So-called oxy-regulator tissues, such as the central nervous system (CNS) and myocardium, require high amounts of energy to maintain membrane potentials and therefore depend on aerobic metabolism, which generates energy much more efficiently than anaerobic metabolism.1 In the CNS, the transmission of action potentials involves ATP-dependent ion pumps, which use a large amount of energy. Furthermore, the CNS cannot store energy in forms that can be mobilised rapidly, such as phosphocreatine or glycogen, and therefore depends on a continuous supply of glucose and oxygen. In consequence, oxygen and glucose deprivation lead to a rapid depletion of energy stores and cell death in a matter of minutes.2–4

Intrapartum asphyxia is characterised by periods of hypoxia/ischaemia during labour that, depending on severity, may result in death or cause hypoxic-ischaemic encephalopathy (HIE).
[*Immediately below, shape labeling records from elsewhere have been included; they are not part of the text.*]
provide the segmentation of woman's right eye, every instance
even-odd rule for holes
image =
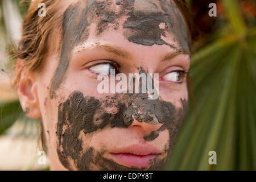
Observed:
[[[114,73],[114,75],[117,74],[117,68],[114,65],[109,63],[97,64],[90,67],[89,69],[94,73],[98,74],[106,74],[108,75],[111,75],[112,73]],[[112,69],[114,70],[114,73],[113,72],[111,72]]]

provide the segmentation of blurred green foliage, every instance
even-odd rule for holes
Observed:
[[[167,170],[256,169],[256,28],[238,2],[221,1],[228,28],[192,54],[190,109]]]

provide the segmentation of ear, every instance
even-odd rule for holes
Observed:
[[[19,72],[24,65],[24,61],[18,60],[16,71]],[[24,72],[21,70],[20,78],[18,83],[18,95],[23,111],[32,119],[42,117],[38,100],[36,77],[35,74]]]

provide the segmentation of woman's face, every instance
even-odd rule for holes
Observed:
[[[51,169],[163,169],[188,105],[180,11],[169,1],[68,2],[61,38],[49,40],[60,48],[49,49],[35,84]],[[120,81],[110,84],[112,69],[127,85],[129,73],[158,73],[157,98],[110,92]],[[100,73],[109,93],[99,91]]]

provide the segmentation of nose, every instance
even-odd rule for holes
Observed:
[[[133,127],[135,126],[141,127],[142,129],[145,131],[154,131],[158,130],[163,125],[157,120],[157,118],[154,118],[152,121],[150,122],[139,122],[133,116],[133,121],[129,127]]]

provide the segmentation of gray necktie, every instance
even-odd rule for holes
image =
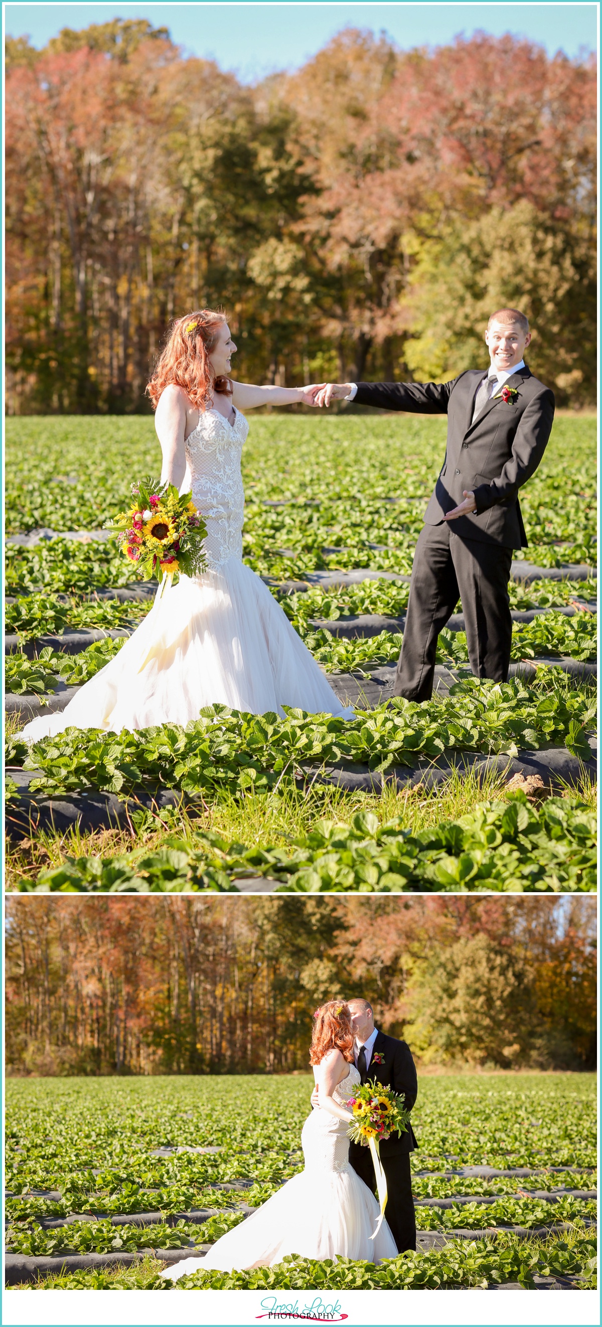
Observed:
[[[493,395],[493,393],[496,390],[496,386],[497,386],[497,374],[496,373],[492,373],[491,377],[488,376],[487,378],[483,378],[483,382],[481,382],[481,385],[479,387],[479,391],[477,391],[477,394],[475,397],[475,410],[472,411],[472,421],[471,421],[471,423],[475,423],[476,417],[480,415],[481,410],[485,409],[487,402],[489,401],[489,398]]]

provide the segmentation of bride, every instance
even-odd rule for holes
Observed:
[[[210,1249],[204,1258],[184,1258],[163,1277],[178,1281],[194,1271],[241,1271],[272,1267],[286,1254],[301,1258],[351,1258],[381,1262],[396,1258],[396,1245],[383,1221],[375,1239],[379,1206],[349,1162],[346,1101],[359,1072],[347,1005],[329,1001],[314,1014],[310,1062],[318,1104],[301,1132],[305,1169],[268,1202]]]
[[[179,318],[149,382],[156,410],[162,482],[192,500],[207,525],[207,571],[180,576],[119,653],[80,689],[61,714],[23,730],[27,740],[69,727],[186,726],[206,705],[252,714],[282,705],[354,717],[328,685],[269,589],[243,563],[241,414],[263,405],[313,405],[302,387],[257,387],[229,378],[236,346],[223,313]],[[134,476],[133,476],[134,478]]]

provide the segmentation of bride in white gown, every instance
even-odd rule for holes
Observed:
[[[351,1015],[346,1005],[329,1001],[314,1015],[310,1060],[318,1085],[318,1105],[301,1132],[305,1169],[268,1202],[210,1249],[204,1258],[184,1258],[163,1275],[178,1281],[194,1271],[241,1271],[273,1267],[286,1254],[302,1258],[351,1258],[381,1262],[396,1258],[392,1234],[383,1221],[373,1239],[379,1205],[349,1162],[347,1128],[359,1072],[353,1063]]]
[[[125,645],[61,714],[23,730],[27,740],[68,727],[119,733],[186,725],[207,705],[253,714],[282,705],[353,717],[328,685],[269,589],[243,563],[243,409],[313,398],[302,387],[257,387],[228,377],[236,346],[225,317],[179,318],[149,393],[163,454],[162,480],[192,500],[207,524],[207,571],[158,594]],[[133,476],[134,478],[134,476]]]

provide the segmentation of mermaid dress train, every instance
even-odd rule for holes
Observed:
[[[282,715],[282,706],[353,718],[269,589],[243,563],[240,471],[248,423],[206,410],[186,439],[182,492],[192,490],[207,524],[207,571],[158,593],[119,653],[61,714],[32,719],[27,740],[68,727],[186,725],[208,705]]]
[[[358,1070],[351,1064],[333,1092],[334,1100],[345,1105],[358,1083]],[[221,1235],[204,1258],[184,1258],[163,1275],[179,1281],[194,1271],[272,1267],[288,1254],[367,1262],[396,1258],[386,1221],[371,1238],[381,1209],[349,1162],[346,1121],[316,1107],[304,1124],[301,1145],[305,1169],[300,1174]]]

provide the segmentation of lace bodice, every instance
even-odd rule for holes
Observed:
[[[240,455],[248,431],[240,410],[232,425],[219,410],[206,410],[184,442],[187,472],[182,491],[192,488],[195,507],[204,516],[208,571],[220,571],[231,557],[243,560]]]
[[[334,1088],[333,1099],[339,1105],[346,1105],[359,1082],[358,1070],[354,1064],[350,1064],[347,1078]],[[305,1120],[301,1133],[305,1169],[349,1170],[347,1129],[349,1124],[346,1120],[338,1120],[329,1111],[322,1111],[320,1105],[314,1107],[309,1119]]]
[[[353,1096],[355,1088],[361,1082],[362,1080],[359,1078],[359,1070],[357,1070],[354,1064],[350,1064],[346,1079],[343,1079],[342,1083],[337,1083],[337,1087],[334,1088],[333,1092],[334,1100],[338,1101],[339,1105],[346,1105],[349,1097]]]

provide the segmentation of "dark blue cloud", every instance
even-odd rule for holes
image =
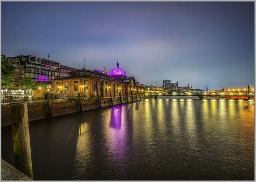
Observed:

The mortality due to HIE is of 1 to 8 deaths per 1000 live births in developed countries and can be as high as 26 deaths per 1000 live births in developing countries. The main challenge for neonatologists is to reduce the morbidity and mortality associated with HIE, since despite the widespread use of hypothermia, as many as 45% of these patients still die today, while a high percentage of survivors develop significant disabilities.5

The purpose of this review article is to describe the biochemical basis of oxidative metabolism as well as the adjuvant therapies that may help control the production of free radicals and improve the outcomes of hypothermia.

Oxidative metabolism2,6–9Aerobic metabolism and oxidative phosphorylation (Fig. 1)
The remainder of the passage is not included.